Sunday, July 13, 2014 9:43 am by Cristina in , ,    No comments
The Pittsburgh Post-Gazette reviews Lauren Owen’s The Quick.
If you like spooky Victorian fiction, you’re going to love Lauren Owen’s “The Quick,” a literary gothic novel set in 1890s England. The book opens in wuthering, withered Aiskew Hall, a deteriorating manor house on the moors of Yorkshire. James and Charlotte, two young siblings, live here without their parents. Their nursery’s owl wallpaper seems sinister, the library has a “priest hole,” or hidden cabinet, and most of the other rooms are closed up, although the children sometimes visit them.
They have only a few people looking after them — a housekeeper, a governess and a gruff gardener who’s trying to keep the roses from being choked by the weeds — but otherwise it’s a lonely place. Something’s not right, and you sense these children have reasons to be fearful.
For one, their mother is dead, and they almost never see their father.
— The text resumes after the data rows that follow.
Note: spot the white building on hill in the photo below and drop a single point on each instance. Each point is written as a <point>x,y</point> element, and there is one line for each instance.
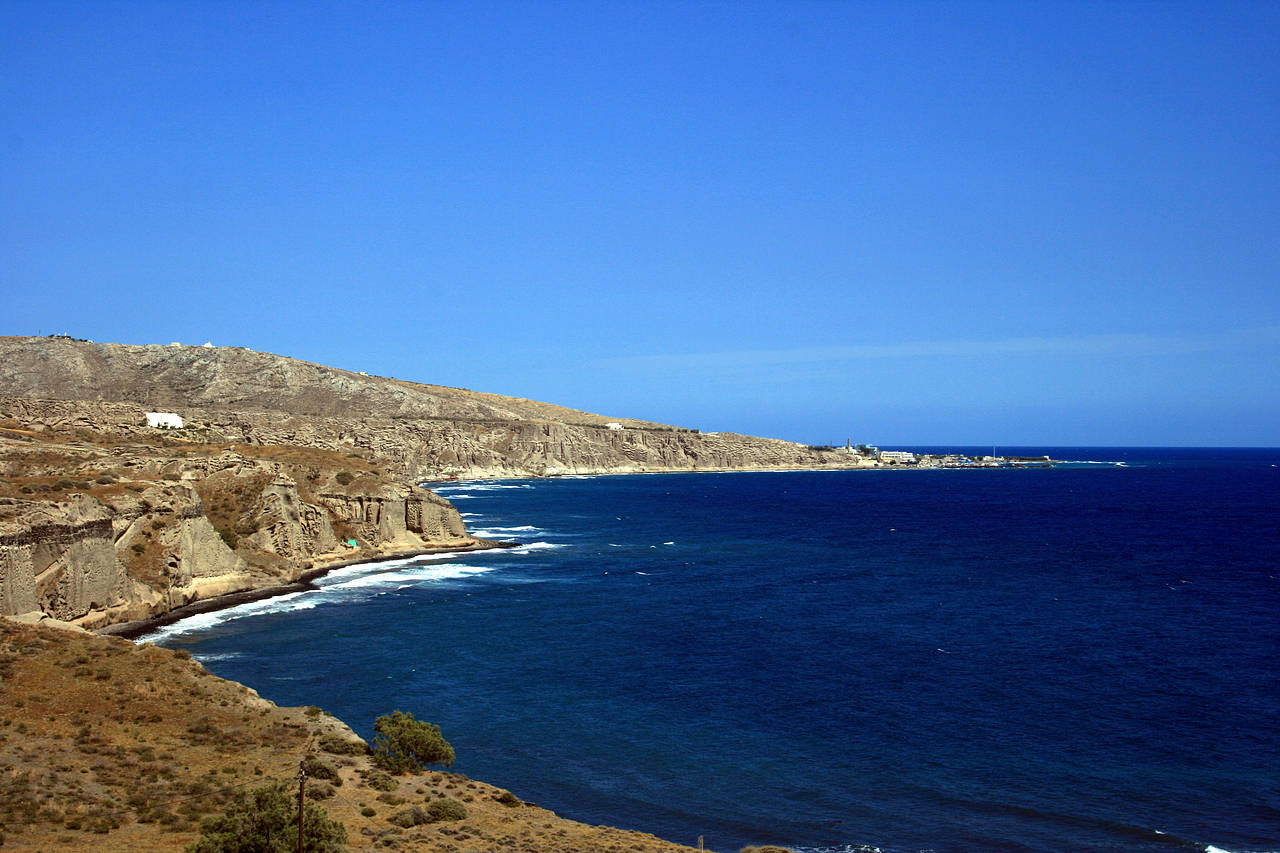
<point>164,420</point>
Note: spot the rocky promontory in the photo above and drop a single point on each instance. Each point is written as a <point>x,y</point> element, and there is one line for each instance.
<point>140,479</point>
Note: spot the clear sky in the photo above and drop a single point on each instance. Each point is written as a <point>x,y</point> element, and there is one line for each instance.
<point>970,223</point>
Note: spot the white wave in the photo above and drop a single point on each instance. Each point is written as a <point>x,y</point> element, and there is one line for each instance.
<point>483,487</point>
<point>337,585</point>
<point>304,600</point>
<point>225,656</point>
<point>410,576</point>
<point>538,546</point>
<point>489,533</point>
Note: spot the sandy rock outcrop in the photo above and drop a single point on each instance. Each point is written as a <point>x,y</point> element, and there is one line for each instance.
<point>60,559</point>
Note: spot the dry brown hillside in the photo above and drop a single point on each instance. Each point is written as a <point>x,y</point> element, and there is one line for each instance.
<point>108,746</point>
<point>417,430</point>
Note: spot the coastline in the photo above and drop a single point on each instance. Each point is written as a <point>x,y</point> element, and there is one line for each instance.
<point>140,626</point>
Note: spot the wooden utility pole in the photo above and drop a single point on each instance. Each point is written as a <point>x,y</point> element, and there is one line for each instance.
<point>302,787</point>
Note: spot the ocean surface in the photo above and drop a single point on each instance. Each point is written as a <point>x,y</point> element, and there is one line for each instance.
<point>1077,658</point>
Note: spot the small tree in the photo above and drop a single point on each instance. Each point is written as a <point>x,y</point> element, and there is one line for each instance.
<point>407,744</point>
<point>265,820</point>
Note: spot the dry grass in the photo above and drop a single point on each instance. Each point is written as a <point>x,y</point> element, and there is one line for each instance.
<point>105,744</point>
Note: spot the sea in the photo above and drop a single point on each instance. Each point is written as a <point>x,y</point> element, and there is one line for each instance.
<point>1084,657</point>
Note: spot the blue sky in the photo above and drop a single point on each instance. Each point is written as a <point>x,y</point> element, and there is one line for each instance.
<point>1024,223</point>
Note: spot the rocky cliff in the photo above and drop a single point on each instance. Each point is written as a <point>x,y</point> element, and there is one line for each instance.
<point>97,529</point>
<point>279,466</point>
<point>419,432</point>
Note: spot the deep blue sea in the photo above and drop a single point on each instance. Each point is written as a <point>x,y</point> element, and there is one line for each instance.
<point>1077,658</point>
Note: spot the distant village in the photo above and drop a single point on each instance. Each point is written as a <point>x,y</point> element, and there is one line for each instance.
<point>908,459</point>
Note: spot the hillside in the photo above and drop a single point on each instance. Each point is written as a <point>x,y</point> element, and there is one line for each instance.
<point>108,746</point>
<point>419,432</point>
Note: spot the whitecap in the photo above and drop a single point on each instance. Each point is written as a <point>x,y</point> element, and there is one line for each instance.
<point>304,600</point>
<point>538,546</point>
<point>410,576</point>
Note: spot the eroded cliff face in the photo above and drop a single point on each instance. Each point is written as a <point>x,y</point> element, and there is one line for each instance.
<point>280,465</point>
<point>167,529</point>
<point>419,432</point>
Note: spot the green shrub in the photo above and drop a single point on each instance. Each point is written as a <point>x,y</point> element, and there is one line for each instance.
<point>410,817</point>
<point>447,810</point>
<point>339,746</point>
<point>265,819</point>
<point>406,744</point>
<point>380,781</point>
<point>508,799</point>
<point>318,767</point>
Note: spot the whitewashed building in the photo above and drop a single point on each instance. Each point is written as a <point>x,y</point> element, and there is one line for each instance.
<point>164,420</point>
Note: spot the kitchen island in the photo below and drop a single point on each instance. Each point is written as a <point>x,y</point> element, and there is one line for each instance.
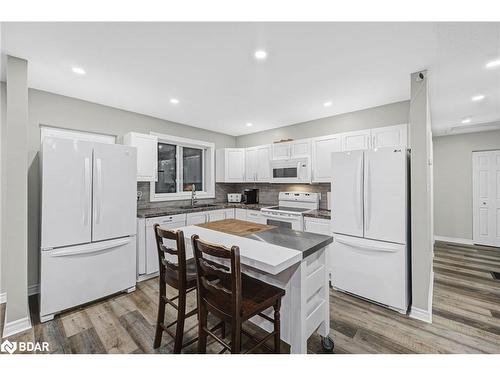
<point>291,260</point>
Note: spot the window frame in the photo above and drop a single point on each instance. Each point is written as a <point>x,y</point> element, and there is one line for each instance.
<point>208,169</point>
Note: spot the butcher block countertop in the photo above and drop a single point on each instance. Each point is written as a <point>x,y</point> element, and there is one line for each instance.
<point>304,242</point>
<point>237,227</point>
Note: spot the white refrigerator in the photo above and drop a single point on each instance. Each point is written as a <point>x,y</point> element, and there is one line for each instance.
<point>370,210</point>
<point>88,222</point>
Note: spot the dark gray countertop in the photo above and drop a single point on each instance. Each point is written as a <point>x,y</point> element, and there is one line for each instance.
<point>307,243</point>
<point>166,211</point>
<point>319,214</point>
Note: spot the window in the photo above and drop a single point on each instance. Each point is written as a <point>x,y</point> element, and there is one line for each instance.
<point>183,164</point>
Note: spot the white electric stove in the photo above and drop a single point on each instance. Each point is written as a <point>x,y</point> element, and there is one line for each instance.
<point>290,210</point>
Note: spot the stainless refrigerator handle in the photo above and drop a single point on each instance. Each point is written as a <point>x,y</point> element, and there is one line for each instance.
<point>359,190</point>
<point>366,247</point>
<point>98,191</point>
<point>86,199</point>
<point>368,196</point>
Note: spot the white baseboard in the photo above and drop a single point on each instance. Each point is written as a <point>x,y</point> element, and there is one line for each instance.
<point>33,289</point>
<point>462,241</point>
<point>16,326</point>
<point>420,314</point>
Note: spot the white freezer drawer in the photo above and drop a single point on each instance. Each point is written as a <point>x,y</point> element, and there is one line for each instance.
<point>74,275</point>
<point>371,269</point>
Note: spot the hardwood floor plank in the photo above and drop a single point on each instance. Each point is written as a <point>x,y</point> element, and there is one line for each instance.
<point>76,322</point>
<point>140,330</point>
<point>112,334</point>
<point>86,342</point>
<point>466,317</point>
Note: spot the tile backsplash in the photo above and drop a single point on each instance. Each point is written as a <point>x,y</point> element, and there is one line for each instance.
<point>268,193</point>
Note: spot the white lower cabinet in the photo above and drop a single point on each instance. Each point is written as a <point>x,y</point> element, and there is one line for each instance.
<point>320,226</point>
<point>240,213</point>
<point>255,217</point>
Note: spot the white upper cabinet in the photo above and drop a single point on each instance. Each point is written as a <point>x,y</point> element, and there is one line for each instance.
<point>147,154</point>
<point>257,164</point>
<point>358,140</point>
<point>390,136</point>
<point>230,165</point>
<point>281,151</point>
<point>321,151</point>
<point>290,150</point>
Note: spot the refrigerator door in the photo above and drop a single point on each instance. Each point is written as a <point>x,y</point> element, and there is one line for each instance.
<point>66,169</point>
<point>114,192</point>
<point>374,270</point>
<point>385,196</point>
<point>71,276</point>
<point>347,193</point>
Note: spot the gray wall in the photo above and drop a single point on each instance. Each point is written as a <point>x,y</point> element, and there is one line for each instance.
<point>421,197</point>
<point>385,115</point>
<point>453,180</point>
<point>56,110</point>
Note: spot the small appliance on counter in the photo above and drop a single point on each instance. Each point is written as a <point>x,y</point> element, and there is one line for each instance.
<point>234,198</point>
<point>251,196</point>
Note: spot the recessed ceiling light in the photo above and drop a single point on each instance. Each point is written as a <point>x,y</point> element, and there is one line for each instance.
<point>78,70</point>
<point>260,54</point>
<point>493,63</point>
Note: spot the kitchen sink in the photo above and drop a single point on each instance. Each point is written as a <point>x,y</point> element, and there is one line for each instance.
<point>207,205</point>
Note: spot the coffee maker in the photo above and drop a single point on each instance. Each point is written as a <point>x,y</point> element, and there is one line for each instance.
<point>251,196</point>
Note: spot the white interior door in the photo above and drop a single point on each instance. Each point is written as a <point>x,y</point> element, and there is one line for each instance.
<point>114,191</point>
<point>385,195</point>
<point>486,198</point>
<point>347,193</point>
<point>66,192</point>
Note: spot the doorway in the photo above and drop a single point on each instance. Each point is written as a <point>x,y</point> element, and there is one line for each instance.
<point>486,197</point>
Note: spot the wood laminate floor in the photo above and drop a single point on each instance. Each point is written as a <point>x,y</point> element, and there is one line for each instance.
<point>466,317</point>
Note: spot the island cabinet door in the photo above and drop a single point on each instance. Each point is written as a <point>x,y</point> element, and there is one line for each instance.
<point>167,222</point>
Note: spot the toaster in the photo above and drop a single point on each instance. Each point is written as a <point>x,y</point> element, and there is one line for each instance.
<point>234,198</point>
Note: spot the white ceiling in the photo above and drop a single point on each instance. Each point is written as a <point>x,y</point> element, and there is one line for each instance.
<point>210,68</point>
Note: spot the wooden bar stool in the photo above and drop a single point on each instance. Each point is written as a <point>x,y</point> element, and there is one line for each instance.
<point>180,275</point>
<point>231,296</point>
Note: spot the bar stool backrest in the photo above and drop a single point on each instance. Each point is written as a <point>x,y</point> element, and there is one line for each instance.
<point>218,285</point>
<point>168,266</point>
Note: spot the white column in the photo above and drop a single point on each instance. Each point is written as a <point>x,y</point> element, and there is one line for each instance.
<point>15,208</point>
<point>421,198</point>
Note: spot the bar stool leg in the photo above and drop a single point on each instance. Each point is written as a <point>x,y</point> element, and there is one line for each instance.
<point>181,315</point>
<point>277,334</point>
<point>161,316</point>
<point>202,326</point>
<point>235,336</point>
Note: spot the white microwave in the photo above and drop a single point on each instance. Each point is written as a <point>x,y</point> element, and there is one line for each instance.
<point>291,171</point>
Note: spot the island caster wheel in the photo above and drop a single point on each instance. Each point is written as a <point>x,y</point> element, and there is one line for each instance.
<point>327,344</point>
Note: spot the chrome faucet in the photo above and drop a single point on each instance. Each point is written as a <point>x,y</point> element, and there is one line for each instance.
<point>193,195</point>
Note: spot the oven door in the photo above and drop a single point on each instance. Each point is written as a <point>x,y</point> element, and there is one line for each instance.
<point>291,171</point>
Sensitive and creative children, they are like two of the Brontë siblings. (Susan Balee)
The Clarion-Ledger discusses the benefits of having kids read during the summer holidays.
Many schools are also asking students to write reports on the books they read over the summer. “That increases reading comprehension,” said Grossenbacher, “and it helps students retain information.”
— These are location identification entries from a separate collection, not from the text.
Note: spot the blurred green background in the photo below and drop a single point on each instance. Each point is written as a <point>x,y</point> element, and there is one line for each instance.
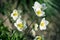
<point>52,15</point>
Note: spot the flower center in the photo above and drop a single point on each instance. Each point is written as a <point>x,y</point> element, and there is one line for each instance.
<point>15,14</point>
<point>42,24</point>
<point>20,25</point>
<point>39,38</point>
<point>38,12</point>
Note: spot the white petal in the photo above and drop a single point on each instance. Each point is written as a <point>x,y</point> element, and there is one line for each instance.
<point>42,28</point>
<point>43,6</point>
<point>33,32</point>
<point>36,27</point>
<point>46,22</point>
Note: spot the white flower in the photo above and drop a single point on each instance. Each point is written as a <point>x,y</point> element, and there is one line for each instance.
<point>36,27</point>
<point>39,13</point>
<point>15,14</point>
<point>37,5</point>
<point>44,6</point>
<point>33,33</point>
<point>20,25</point>
<point>38,38</point>
<point>43,24</point>
<point>38,9</point>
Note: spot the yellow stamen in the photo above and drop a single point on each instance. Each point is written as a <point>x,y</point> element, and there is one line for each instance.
<point>20,25</point>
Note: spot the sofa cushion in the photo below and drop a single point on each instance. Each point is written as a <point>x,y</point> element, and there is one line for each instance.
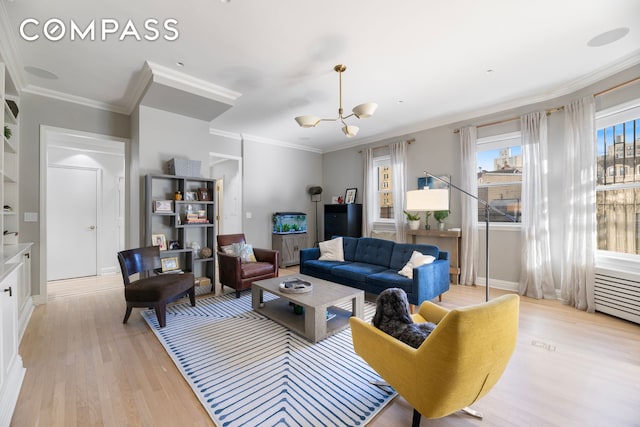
<point>378,282</point>
<point>331,250</point>
<point>350,244</point>
<point>417,259</point>
<point>374,251</point>
<point>324,266</point>
<point>356,271</point>
<point>402,253</point>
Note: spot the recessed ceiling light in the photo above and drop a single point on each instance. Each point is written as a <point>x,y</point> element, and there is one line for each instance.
<point>40,72</point>
<point>608,37</point>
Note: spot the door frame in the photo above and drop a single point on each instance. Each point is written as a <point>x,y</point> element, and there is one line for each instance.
<point>98,218</point>
<point>47,136</point>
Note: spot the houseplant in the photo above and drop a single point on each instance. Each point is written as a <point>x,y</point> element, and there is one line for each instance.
<point>414,220</point>
<point>440,216</point>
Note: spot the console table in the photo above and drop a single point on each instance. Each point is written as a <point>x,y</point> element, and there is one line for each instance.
<point>446,241</point>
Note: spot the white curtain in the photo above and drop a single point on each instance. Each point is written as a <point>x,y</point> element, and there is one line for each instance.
<point>368,192</point>
<point>579,205</point>
<point>398,157</point>
<point>469,207</point>
<point>536,279</point>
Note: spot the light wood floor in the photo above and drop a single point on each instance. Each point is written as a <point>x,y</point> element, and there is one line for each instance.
<point>85,368</point>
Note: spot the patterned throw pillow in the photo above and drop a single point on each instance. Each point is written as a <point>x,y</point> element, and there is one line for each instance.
<point>245,252</point>
<point>416,260</point>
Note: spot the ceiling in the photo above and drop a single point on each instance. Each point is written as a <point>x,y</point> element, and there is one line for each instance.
<point>425,63</point>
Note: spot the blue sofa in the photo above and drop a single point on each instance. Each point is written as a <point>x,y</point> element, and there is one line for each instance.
<point>372,265</point>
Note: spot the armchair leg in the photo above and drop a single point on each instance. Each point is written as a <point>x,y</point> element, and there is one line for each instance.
<point>192,296</point>
<point>416,418</point>
<point>469,410</point>
<point>127,313</point>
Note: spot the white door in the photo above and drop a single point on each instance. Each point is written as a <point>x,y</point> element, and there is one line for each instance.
<point>71,222</point>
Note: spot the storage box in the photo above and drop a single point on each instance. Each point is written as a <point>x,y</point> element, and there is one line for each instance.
<point>184,167</point>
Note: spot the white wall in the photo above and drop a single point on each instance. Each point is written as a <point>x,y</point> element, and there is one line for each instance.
<point>112,167</point>
<point>37,110</point>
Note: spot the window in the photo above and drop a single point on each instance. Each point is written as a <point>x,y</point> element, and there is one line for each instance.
<point>499,160</point>
<point>618,179</point>
<point>384,185</point>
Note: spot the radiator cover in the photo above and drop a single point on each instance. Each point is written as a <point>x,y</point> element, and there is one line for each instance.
<point>618,293</point>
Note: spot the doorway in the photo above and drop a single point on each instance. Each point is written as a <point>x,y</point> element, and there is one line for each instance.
<point>81,203</point>
<point>227,171</point>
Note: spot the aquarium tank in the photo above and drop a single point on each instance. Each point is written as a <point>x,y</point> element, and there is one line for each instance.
<point>289,222</point>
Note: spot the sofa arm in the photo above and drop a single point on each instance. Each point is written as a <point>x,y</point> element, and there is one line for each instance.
<point>430,280</point>
<point>229,269</point>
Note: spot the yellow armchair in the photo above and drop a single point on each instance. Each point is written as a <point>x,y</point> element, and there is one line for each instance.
<point>459,362</point>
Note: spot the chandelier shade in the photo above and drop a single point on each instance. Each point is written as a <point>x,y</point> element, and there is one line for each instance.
<point>361,111</point>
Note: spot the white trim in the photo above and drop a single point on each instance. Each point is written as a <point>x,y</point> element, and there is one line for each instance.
<point>225,134</point>
<point>61,96</point>
<point>278,143</point>
<point>52,133</point>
Writing a report on a summer book at Madison Central stuck with her. “I will never forget ‘Wuthering Heights,’ ” she said. “Ever.” (Annie Oeth)
Speaking of kids, the Daily Mail has a guide to good manners for teens:
The philosopher Schopenhauer said: ‘It is a wise thing to be polite; consequently, it is a stupid thing to be rude.
To make enemies by unnecessary and wilful incivility, is just as insane a proceeding as to set your house on fire.’
This isn’t about indulging in some weird etiquette fetish. I don’t particularly care whether you know the correct bowl in which to serve consommé or whether you skin an apple before eating it.
I’m simply advising that you ‘make yourself agreeable’ and not in a peculiar Jane Eyre or trying to get a rich husband/wife sort of a way, but in a ‘be nice and the world will be nice back to you’ sort of a way. (Kate Reardon)
The Boston Globe features the bombing of a center for the handicapped in Gaza where
There was a seared copy of “Jane Eyre,” condensed, in English with Arabic translation (Steven Erlanger)
Milenio (Mexico) recommends the book La vida verdadera by Juan Vicente Melo which includes
un ensayo sobre la novela Cumbres borrascosas.
Melo habla con entusiasmo y rigor tanto de sus contemporáneos como de sus clásicos. En particular, el culto por la novela de Emily Brontë Cumbres borrascosas o su afición y conocimiento de la narrativa francesa del siglo XX, desde los escritores católicos hasta la nouveau roman, establece claves para entender las atmósferas narrativas y los dilemas de los personajes del mismo Melo. (Armando González Torres) (Translation)
Life According to a Bibliophile wonders how she would like living in Jane Eyre. Emma's Random Thoughts posts about the 2011 adaptation of the novel. A Bookish Affair writes about Agnes Grey.